La Veille est alimentée en articles par deux ressources principales : les veilleurs internes et les veilleurs externes, soit les personnes travaillant au Musée d’art contemporain (conservateurs, etc.) et celles qui proviennent de l’extérieur (professeurs, critiques, etc.). Ces collaborateurs externes se voient offrir, en échange de leur contribution bénévole, une visibilité dans un site important consacré à l’art contemporain.

Le compte rendu de cette soirée consacrée au bilan

Pierrette Bergeron présentait les résultats d’une recherche de maîtrise effectuée par un de ses étudiants. Une recherche qui portait spécifiquement sur la  » culture  » de la Veille. Alors qu’on demande des textes courts, les textes s’avèrent en moyenne plus longs, un constat plus criant dans le cas des universitaires mais la course en longueur est gagnée étonnamment par la direction du musée. D’ailleurs ces deux derniers groupes cumulent 59 % des textes produits dans la Veille. On y apprend aussi qu’il y a une baisse graduelle des interventions. En clair, ça décline constamment. On s’intéresse plus aux comptes rendus d’articles de périodiques que l’on s’attarde aux événements artistiques (peu couverts). L’analyse de l’art contemporain et sa diffusion sont privilégiées au dépens des collections, de la création et des études.

Les Veilleurs n’identifient pas leur rôle à l’animation mais à celui de fournisseurs d’informations (malheureusement pour la dynamique du Web). Ils se disent par ailleurs privilégiés d’obtenir des informations (des lectures) avant les autres (le public en général). Les veilleurs fréquentent la Veille une fois par mois ou une fois par semaine tout au plus. L’information y est considérée comme assez bonne et, en regard de la pertinence, c’est le neutre. Est-ce utile dans le cadre de leur travail? Les veilleurs internes disent rarement, les veilleurs externes s’y réfèrent régulièrement. Comment expliquer l’inutilité de la Veille pour ceux qui en sont les représentants? Quelques mots sont avancés : désengagement, résistance passive, participation imposée, manque de temps. Ce manque de participation à l’interne indique la nécessité d’un virage, d’un changement de culture (tiens donc!). 

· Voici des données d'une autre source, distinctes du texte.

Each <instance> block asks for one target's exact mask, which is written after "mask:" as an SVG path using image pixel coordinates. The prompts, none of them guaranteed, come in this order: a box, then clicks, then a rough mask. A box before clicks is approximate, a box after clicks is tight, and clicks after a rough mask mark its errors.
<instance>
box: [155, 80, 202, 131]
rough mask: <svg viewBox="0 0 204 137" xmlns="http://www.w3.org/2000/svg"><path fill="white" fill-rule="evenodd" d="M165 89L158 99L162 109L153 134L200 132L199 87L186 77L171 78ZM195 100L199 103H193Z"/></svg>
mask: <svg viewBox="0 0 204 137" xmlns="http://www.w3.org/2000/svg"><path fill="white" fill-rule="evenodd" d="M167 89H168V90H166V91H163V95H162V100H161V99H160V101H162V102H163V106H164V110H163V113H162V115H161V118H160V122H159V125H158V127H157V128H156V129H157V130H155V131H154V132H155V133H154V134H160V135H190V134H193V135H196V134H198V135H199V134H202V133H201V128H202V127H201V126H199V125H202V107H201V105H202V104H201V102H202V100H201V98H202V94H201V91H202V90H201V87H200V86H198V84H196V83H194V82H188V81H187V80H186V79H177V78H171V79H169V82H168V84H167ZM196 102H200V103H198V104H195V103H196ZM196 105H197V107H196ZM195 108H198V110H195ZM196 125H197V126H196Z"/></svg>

La conclusion insiste sur l’importance de la culture informationnelle et sur les changements majeurs qu’elle amène. Ce qui veut dire, selon moi, que certains refusent d’emboîter le pas, par habitude, par retraite anticipée, par…

Jean-Philippe Uzel, relatant son expérience de veilleur externe, insistait sur le fait que le Web permettait d’intervenir directement dans un débat, citant l’exemple du débat sur l’art contemporain en France, il pouvait lire et répondre (s’il le voulait) dans la même journée. Une souplesse que les anciens médias ne permettent pas.

Pierre B. Landry a été le seul à brandir un ordinateur pour se faire entendre. Avec Marcel Brisebois au premier rang, la démonstration de l’inefficacité criante de la conception du site, dans la perspective de l’internaute moyen, percutait aux moindres clics. Il avouait candidement mais avec insistance avoir dénombré 11 000 mots sur une seule page! Deux ou trois pages plus loin, il n’avait qu’une pensée  » Sauve qui peut! « . La Veille est-elle un intranet ou un site ouvert, demandait-il? Textes trop longs, sans réponse interactive possible, rédaction lourde et mal évaluée. Faire la distinction entre l’intelligence collective (Lévy) et le culte d’une société fétichisée, voilà le message courageusement lancé à la face de ce bilan de mi-parcours. Selon Pierre B. Landry, le temps joue contre la Veille si elle ne prend pas immédiatement un virage radical.

L’intervention de Charles Perraton n’apportait aucune eau au moulin.